Do you find yourself taking care of your children, parents, friends and colleagues much more than you take care of yourself? In our busy lives we have many responsibilities and sometimes we forget that taking care of ourselves is just as important as taking care of others. There are many benefits of self-care and if you are concerned as to whether practicing self-care will take time away from your loved ones, research shows that when we make self-care a priority, we can then care for others better. You might probably know that the most important protocol in First Aid is to avoid putting yourself in danger in order to help others. Safety instructions on air and sea crafts also emphasise the importance of making sure that you are safe before helping others. So with this in mind, why do we keep pushing away our needs, knowing that lack of self-care can have a toll on our physical and mental health, and can also affect our relationships, our concentration and our outlook on life? If you are not feeling well, how can you keep going? As the saying goes, ‘you can’t pour from an empty bottle.’
If you haven’t been in the habit of practicing self-care, you will first need to think about what you would do to take care of yourself better if you had more time or fewer responsibilities. What do you enjoy doing? Are you aware that you should be taking better care of your body? Would you benefit from taking care of your psychological well-being? Perhaps speaking to someone you trust about something that is bothering you or perhaps getting in touch with a good therapist. Are you longing for better sleep, a quiet day, or having time to enjoy a good book?
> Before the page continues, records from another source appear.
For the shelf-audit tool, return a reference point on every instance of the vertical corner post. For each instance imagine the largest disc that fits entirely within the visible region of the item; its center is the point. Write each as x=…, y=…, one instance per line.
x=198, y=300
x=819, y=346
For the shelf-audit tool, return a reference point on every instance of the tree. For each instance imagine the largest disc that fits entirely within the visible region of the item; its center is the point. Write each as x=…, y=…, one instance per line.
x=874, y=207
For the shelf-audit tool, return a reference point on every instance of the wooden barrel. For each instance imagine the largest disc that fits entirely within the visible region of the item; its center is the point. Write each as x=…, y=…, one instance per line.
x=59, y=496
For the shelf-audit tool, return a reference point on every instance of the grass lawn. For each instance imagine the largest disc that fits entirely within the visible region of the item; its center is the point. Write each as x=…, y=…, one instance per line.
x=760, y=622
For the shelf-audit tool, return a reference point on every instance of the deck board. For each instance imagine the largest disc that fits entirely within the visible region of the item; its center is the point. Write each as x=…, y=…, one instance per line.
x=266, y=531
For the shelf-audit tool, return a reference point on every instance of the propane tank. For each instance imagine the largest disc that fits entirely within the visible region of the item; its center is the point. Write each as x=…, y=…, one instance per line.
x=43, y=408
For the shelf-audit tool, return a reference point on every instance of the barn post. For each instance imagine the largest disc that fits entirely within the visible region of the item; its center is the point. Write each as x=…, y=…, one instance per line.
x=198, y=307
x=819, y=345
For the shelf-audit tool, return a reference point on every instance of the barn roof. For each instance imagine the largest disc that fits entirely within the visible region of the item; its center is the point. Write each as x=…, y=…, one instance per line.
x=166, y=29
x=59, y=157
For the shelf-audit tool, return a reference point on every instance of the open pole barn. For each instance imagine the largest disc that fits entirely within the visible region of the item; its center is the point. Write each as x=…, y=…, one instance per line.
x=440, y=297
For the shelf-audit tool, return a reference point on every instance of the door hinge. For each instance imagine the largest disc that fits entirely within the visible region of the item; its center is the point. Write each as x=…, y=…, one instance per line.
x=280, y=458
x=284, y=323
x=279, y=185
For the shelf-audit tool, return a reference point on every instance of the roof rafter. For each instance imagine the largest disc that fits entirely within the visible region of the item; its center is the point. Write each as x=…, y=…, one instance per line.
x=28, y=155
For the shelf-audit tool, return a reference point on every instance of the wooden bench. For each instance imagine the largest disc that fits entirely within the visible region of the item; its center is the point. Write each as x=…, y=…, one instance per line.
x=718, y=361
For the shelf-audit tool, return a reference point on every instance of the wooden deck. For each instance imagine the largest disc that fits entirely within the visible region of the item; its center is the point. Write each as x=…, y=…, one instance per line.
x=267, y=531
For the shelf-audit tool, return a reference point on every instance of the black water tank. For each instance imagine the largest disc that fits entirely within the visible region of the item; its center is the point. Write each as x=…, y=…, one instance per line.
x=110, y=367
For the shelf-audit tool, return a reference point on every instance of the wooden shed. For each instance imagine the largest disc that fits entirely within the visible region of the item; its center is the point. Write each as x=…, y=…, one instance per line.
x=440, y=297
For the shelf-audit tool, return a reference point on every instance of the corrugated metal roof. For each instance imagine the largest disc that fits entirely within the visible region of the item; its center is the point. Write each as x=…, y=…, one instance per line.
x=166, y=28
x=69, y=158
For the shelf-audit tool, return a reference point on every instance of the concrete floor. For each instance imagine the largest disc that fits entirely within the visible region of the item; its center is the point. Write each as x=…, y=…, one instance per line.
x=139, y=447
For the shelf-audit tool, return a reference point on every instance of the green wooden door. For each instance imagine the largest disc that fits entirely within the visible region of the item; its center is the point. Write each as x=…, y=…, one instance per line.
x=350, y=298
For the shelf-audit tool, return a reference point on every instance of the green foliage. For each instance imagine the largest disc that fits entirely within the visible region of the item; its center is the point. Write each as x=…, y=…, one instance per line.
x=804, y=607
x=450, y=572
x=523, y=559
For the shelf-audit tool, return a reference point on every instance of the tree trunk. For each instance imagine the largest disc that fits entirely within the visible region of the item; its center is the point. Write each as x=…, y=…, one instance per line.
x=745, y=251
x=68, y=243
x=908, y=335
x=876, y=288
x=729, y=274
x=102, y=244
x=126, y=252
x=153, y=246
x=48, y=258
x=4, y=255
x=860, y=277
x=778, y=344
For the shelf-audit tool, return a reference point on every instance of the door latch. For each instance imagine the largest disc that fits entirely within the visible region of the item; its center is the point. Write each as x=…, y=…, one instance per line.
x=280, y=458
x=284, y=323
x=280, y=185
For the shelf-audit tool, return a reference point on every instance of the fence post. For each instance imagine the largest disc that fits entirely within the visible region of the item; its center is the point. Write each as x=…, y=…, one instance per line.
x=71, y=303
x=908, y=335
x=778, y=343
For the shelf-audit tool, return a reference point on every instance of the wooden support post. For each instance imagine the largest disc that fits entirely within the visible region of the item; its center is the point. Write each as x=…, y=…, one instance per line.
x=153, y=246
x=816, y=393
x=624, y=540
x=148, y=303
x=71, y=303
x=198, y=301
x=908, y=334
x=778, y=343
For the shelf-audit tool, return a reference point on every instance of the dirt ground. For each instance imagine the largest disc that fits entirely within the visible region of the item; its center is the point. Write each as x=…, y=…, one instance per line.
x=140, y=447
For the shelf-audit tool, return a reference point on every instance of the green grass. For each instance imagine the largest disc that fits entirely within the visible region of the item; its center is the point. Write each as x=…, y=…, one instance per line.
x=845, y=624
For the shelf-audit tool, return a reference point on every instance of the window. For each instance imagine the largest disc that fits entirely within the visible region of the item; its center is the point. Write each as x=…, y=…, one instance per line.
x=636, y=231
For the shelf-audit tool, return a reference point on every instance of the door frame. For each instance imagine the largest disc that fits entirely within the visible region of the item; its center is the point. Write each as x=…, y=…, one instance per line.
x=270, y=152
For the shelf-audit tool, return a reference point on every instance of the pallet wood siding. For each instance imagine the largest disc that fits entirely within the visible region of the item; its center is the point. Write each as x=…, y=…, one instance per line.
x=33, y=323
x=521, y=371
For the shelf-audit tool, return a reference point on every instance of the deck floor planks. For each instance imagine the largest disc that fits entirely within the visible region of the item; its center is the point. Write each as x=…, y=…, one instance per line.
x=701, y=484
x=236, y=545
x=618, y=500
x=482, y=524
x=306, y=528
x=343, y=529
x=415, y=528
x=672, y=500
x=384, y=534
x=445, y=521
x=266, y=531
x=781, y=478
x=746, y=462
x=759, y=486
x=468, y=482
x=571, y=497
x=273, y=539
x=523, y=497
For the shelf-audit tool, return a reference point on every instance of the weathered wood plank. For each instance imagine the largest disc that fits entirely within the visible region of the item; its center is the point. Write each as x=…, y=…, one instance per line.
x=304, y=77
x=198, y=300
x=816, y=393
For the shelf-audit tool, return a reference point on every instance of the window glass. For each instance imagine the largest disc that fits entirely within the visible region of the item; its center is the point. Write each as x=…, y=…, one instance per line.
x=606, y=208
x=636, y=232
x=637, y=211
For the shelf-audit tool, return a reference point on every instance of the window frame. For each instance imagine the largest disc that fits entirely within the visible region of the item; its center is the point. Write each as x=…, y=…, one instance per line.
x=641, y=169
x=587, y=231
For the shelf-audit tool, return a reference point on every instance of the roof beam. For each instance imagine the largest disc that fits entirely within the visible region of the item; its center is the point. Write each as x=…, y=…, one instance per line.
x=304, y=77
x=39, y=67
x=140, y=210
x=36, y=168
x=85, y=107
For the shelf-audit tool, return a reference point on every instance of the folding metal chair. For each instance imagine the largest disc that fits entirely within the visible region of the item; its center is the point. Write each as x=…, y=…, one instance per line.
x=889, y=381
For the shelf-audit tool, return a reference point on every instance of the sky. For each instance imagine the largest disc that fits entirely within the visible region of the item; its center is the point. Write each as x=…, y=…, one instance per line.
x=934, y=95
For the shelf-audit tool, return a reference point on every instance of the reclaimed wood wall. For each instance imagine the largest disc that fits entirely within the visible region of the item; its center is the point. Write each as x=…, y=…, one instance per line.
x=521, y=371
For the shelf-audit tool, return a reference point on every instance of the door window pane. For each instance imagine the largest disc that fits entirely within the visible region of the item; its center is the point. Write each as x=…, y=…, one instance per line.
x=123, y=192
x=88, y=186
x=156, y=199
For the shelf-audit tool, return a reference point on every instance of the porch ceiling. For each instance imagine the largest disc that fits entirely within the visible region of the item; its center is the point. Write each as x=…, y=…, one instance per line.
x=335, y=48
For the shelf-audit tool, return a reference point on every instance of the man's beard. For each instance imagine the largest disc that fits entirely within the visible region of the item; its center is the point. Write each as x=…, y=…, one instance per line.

These practices of self-care help us to restore the emotional, physical and mental resources that help keep our life running smoothly.
An important part of self-care is being aware of what depletes you of energy, knowing when you are feeling drained and being aware of what gives you energy and strength. This is subjective and can even vary during different periods in our life. Make a list of what (or who) drains your energy and try to find ways of reducing this tension. For example, if you feel that your work is contributing to your burnout, think of practices which you can do to cope better with the stressors of work. You might want to go in early to have some time to yourself before your colleagues arrive, or you might need to go for a walk during your break, or speak to your boss about different opportunities at your work place. What you do before or after work might also contribute to better well-being. Perhaps going for a fitness class, practice yoga or making time for a power nap can help ease the worries of the day.
It is very important to keep an eye on yourself and to know what your limits are. Try not to let stress, anxiety, guilt and other feelings take over your life because it might then be even more difficult to find some motivation to take care of yourself. If planning beforehand helps, make a timetable and find short slots in your day or week to do something you enjoy or something that you’ve been longing to take up. Keep in mind that having some ‘me’ time is a necessity and not a luxury. In your daily life, be mindful of what you’re eating, how you’re sleeping and who you’re spending time with, because small changes in our lifestyles may have a great impact on our lives.